# Posture in Shotokan



## JBrainard (Sep 26, 2006)

I'm a newbie to Shotokan karate. I've never had good posture, so this is difficult for me in practicing karate. Any suggestions?


----------



## exile (Sep 26, 2006)

JBrainard said:


> I'm a newbie to Shotokan karate. I've never had good posture, so this is difficult for me in practicing karate. Any suggestions?



JB---what is the specific problem you have with your posture? What kinds of problems does this cause you in doing karate?


----------



## JBrainard (Sep 26, 2006)

exile said:


> JB---what is the specific problem you have with your posture? What kinds of problems does this cause you in doing karate?


 
Well, especially when punching, my back _feels_ strait but I am actually leaning forward.


----------



## JasonASmith (Sep 26, 2006)

I've got the same sort of problem, so your not alone...
I am constantly correcting myself, especially when in zenkutsu dachi during a kata.
My Sensei recommended thinking of it like this:  Try to visualize your upper half sitting in a chair while your legs move...
He said that to me in regards to kokutsu dachi, but I have used the visualization for zenkutsu as well, and it seems to work...
Hope that helps some...


----------



## Touch Of Death (Sep 26, 2006)

Sounds like you are diving into your punches. Relax the shoulder and forget body rotation for now. Stop trying to ht hard and concentrate on form. You will find that once you achieve proper carriage. You will be hitting harder and expending less energy.
Sean


----------



## Nomad (Sep 27, 2006)

Practice.  Practice in front of a mirror.  Practice in front of a partner who will let you know whether or not you're leaning forward.  

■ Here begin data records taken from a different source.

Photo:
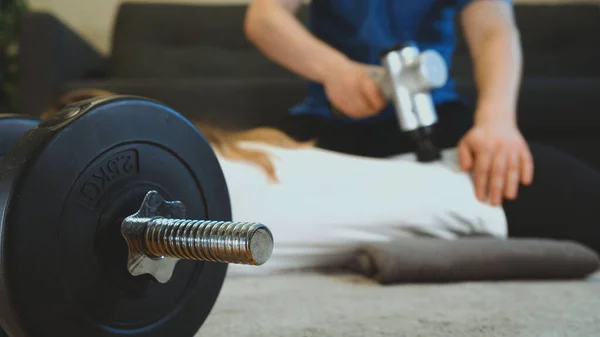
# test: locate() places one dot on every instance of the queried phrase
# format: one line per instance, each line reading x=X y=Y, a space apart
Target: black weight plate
x=65 y=188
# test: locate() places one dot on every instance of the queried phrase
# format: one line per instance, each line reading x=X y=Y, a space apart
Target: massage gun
x=409 y=77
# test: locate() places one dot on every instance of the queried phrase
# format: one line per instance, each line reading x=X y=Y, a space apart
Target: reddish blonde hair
x=225 y=142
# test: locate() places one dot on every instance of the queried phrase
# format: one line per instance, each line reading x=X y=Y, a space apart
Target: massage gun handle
x=426 y=151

Don't be too hard on yourself or too impatient.  Work diligently, and the problem will go away in its own time.  In the meantime, you'll find great improvements on other parts of your technique while working on this one.


----------



## exile (Sep 27, 2006)

JBrainard said:


> Well, especially when punching, my back _feels_ strait but I am actually leaning forward.

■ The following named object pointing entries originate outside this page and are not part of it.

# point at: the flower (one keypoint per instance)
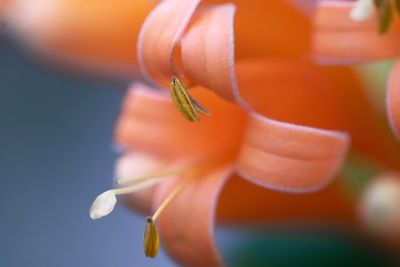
(380, 204)
(339, 39)
(228, 159)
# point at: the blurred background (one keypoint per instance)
(56, 155)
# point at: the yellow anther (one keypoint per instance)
(184, 102)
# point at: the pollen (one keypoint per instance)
(185, 103)
(151, 240)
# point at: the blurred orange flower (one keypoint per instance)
(339, 39)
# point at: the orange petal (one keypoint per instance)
(259, 28)
(136, 164)
(258, 205)
(322, 97)
(94, 35)
(393, 99)
(151, 122)
(159, 36)
(339, 39)
(208, 50)
(305, 6)
(288, 157)
(186, 226)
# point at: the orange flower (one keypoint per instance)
(340, 38)
(181, 169)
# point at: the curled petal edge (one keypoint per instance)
(393, 100)
(291, 158)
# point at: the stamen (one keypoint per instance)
(362, 10)
(169, 199)
(185, 103)
(151, 240)
(151, 237)
(124, 181)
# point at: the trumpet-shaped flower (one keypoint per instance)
(251, 142)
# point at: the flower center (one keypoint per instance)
(105, 202)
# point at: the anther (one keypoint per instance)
(185, 103)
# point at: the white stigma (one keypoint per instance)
(362, 10)
(380, 206)
(103, 205)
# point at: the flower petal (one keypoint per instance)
(133, 164)
(322, 97)
(150, 122)
(305, 6)
(288, 157)
(160, 34)
(245, 202)
(393, 99)
(208, 51)
(186, 226)
(340, 40)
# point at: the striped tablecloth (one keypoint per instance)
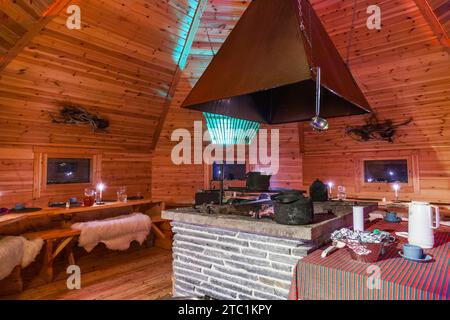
(338, 277)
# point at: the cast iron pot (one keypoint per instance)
(292, 208)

You've gotten some good advice in response to this post---experiment with it and it'll probably help. One other `visualization' thing: remember that even in a punch, your power comes from your hips. I've seen a guy who trains where I do, who's into MMA/kickboxing stuff, knock a big Wavemaster bag over on its side with front jab that he launches after a quick cocking motion of his hips to set up a sharp twist at the moment of contact. The amount of power he gets into that punch is unreal, and it's almost all coming from the hip. If you think about doing a reverse punch based on hip torque, you'll probably be less likely to lean forward reaching for the impact.

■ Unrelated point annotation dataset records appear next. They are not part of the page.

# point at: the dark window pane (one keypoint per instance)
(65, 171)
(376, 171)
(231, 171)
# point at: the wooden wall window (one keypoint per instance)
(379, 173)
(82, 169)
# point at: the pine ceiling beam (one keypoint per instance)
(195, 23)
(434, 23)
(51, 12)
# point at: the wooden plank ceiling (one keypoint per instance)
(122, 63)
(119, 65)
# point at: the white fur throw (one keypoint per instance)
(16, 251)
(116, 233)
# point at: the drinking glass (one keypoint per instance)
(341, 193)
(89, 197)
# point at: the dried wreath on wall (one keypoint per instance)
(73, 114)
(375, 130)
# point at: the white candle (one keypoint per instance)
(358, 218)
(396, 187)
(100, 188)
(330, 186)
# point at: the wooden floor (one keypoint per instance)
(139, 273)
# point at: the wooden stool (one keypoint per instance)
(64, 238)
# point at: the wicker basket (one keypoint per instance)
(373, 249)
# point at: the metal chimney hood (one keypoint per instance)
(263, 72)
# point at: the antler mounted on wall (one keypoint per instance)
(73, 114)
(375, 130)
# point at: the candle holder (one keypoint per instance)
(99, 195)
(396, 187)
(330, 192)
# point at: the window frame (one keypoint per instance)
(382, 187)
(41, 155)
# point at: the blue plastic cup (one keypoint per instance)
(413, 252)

Back in the 1970s I taught downhill skiing for a bit and this was one of the big problems beginners had---keeping their upper bodies quiet while they moved their weight forward and back on the skis to maintain a carving edge, which is how we taught turns. There were all kinds of exercises for that, but it's not an intuitive thing. We really had to train them to learn to separate their upper and lower halves and let the lower half do all the action while using the lower halve to get the dynamics right... it's not that different in karate, really!


----------



## JasonASmith (Sep 30, 2006)

How are you doing with the posture thing, bub?
Any thing that we gave you helping?


----------



## AmericanKenpoChris (Sep 30, 2006)

Hey there, I am all for freedom of speech and religion, but the pentagram for an avatar is just plain freaky.  I understand that you might associate evil with being cool or whatever, and that some christian organizations are hypocritical, but for what it is worth, I would rethink the fascination with the satanism.


----------



## twendkata71 (Sep 30, 2006)

*Yes, this is a martial arts forum. so keep that stuff to yourself. *






AmericanKenpoChris said:


> Hey there, I am all for freedom of speech and religion, but the pentagram for an avatar is just plain freaky. I understand that you might associate evil with being cool or whatever, and that some christian organizations are hypocritical, but for what it is worth, I would rethink the fascination with the satanism.


----------



## Touch Of Death (Oct 3, 2006)

Being inside the pentagram is to be in the realm of Venus. That is, to derive sexual energy from the Yin; so, it could very easily be considered a martial arts aid. With just a little bit of study we can stop branding everything we don't understand as tools of the devil.:angel: 
Sean


----------